Casta
by Salvage Vanguard Theater
Oct. 20 - Oct. 30, 2022
Thursdays, Saturdays-Sundays
The Blanton Museum of Art at The University of Texas at Austin and Salvage Vanguard Theater will present the world premiere of Casta by Adrienne Dawes. Featuring puppetry, dance, and original music, the immersive performance is inspired by 18th-century casta paintings—a uniquely Mexican art genre that depicts the mixing of races that occurred in colonial Latin America. Produced by Salvage Vanguard Theater, Casta will be performed at the Blanton in collaboration with the concurrent exhibition Painted Cloth: Fashion and Ritual in Colonial Latin America.
Casta is a MAP Fund and National Endowment for the Arts grant-winning performance piece, with original music by composer Graham Reynolds and co-direction by jkjk (Jenny Larson-Quiñones & khattieQ). Set in Mexico City in 1785 and inspired by a series of 16 casta paintings by Miguel Cabrera, one of the most prolific artists of the period, the piece shows an apprentice commissioned to paint a casta series for a wealthy patron. Although the painter tries to please the patron by conforming to set ethnic categories and appearances, the portraits come to life and revolt.
“The complexities of contemporary racial identities are reflected in this distant mirror of casta paintings,” said playwright Adrienne Dawes. “Just as we struggle today to contain ourselves within tidy ‘identity categories’ (often defined for us by government entities), this hybrid performance draws from both the history of casta paintings and accounts of colonial subjects who rejected narrow, static categorizations of race and identity. Casta paints a theatrical portrait of Latinx/Latine families that explores just how fluid identity always has been and will be.”

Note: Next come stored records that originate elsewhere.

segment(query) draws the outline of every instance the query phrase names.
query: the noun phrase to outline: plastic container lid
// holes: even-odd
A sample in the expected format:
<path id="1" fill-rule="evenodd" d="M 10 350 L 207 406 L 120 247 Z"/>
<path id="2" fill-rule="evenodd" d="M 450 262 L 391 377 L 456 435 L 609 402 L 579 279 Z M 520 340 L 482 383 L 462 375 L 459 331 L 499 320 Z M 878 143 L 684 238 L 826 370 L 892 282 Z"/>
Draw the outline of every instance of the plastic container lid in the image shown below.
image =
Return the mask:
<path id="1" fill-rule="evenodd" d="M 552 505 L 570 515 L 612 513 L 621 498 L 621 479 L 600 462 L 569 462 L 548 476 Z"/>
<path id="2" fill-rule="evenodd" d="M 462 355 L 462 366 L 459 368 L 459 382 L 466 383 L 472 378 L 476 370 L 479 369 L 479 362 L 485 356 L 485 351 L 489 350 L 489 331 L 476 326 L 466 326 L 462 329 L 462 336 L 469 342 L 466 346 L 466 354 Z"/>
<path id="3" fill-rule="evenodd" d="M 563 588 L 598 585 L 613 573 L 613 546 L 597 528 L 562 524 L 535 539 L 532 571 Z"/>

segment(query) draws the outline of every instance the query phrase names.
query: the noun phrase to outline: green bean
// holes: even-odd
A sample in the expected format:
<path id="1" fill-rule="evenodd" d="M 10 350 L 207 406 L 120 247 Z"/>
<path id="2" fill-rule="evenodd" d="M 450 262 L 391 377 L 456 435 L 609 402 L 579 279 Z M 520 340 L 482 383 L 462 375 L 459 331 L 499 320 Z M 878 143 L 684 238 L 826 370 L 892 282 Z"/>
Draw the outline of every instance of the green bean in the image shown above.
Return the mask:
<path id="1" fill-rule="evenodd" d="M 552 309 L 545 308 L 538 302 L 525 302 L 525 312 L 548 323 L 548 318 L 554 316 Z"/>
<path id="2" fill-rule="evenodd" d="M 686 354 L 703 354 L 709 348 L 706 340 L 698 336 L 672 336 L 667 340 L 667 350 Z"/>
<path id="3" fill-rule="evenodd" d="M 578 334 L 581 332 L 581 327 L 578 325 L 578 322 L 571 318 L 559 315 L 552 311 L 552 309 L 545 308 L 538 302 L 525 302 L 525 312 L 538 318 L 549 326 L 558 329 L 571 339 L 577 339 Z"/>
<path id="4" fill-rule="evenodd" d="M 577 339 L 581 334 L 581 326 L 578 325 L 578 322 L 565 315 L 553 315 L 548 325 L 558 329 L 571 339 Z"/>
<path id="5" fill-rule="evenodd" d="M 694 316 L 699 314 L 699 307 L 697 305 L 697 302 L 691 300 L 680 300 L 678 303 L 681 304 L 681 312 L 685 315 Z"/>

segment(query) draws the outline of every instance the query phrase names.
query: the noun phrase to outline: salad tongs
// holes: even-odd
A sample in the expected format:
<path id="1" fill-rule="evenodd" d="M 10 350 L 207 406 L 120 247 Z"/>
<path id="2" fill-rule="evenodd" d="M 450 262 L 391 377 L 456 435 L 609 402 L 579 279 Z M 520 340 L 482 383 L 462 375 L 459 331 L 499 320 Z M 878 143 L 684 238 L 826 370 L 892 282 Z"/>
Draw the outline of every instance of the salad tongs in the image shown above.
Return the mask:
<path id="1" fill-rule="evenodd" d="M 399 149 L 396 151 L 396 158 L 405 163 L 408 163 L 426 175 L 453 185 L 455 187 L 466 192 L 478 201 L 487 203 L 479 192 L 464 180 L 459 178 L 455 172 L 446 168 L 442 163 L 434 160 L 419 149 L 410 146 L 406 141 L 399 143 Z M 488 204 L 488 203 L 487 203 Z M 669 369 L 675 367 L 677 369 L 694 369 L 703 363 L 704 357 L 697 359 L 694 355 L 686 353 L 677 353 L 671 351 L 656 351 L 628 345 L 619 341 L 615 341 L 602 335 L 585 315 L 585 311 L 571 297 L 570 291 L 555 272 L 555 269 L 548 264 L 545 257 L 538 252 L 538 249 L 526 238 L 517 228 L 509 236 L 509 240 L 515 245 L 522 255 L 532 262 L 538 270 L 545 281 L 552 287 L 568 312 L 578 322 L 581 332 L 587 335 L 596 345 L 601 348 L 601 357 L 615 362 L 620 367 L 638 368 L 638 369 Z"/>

Casta paintings grew in popularity during the 1700s in Mexico. Commonly produced as part of a set of 16 paintings, they portray intimate family scenes of a couple with their child. Each sitter is labeled with a socioracial category or “caste,” according to a taxonomy defined by colonial officials, portrayed in what was considered the appropriate dress and activity for each caste. An attempt to document and classify the European, Indigenous, African, and mixed-race population, they idealize divisions of race and class that were fluid in real life. Painted Cloth includes paintings from a series of Mexican casta paintings, as well as paintings from the only series produced in Peru, on view in the U.S. for the first time.
“Casta from Salvage Vanguard Theater shares the core premise of Painted Cloth: the visual arts are reflections of—and on—the real world,” said Rosario Granados, Marilynn Thoma Associate Curator, Art of the Spanish Americas. “Casta paintings are idealized depictions that both celebrate and criticize social diversity. The performance brings these 18th-century artworks to life and recontextualizes them, providing food for thought about race and relationships in the present.”
Painted Cloth: Fashion and Ritual in Colonial Latin America is organized by the Blanton Museum of Art.
Lead funding for the exhibition is provided by the Carl and Marilyn Thomas Fundation and a major grant from the National Endowment for the Humanities: Democracy demands wisdom, with additional support from the Scurlock Foundation Exhibition Endowment.
Any views, findings, conclusions, or recommendations expressed in this exhibition do not necessarily represent those of the National Endowment for the Humanities.
Casta
by Adrienne Dawes
Salvage Vanguard Theater
October 20 - October 30, 2022
200 E. Martin Luther King Blvd
at MLK and Brazos, south side of University of Texas campus
Austin, TX, 78701
Ninety-minute performances of Casta, included with museum admission, will take place in the Blanton’s Rapoport Atrium at 2 p.m. on the following days: October 20, 22, 23, 27, 29 & 30, 2022.
For those who do not wish to stand while viewing a performance, limited seating will be available on a first- come, first-served basis.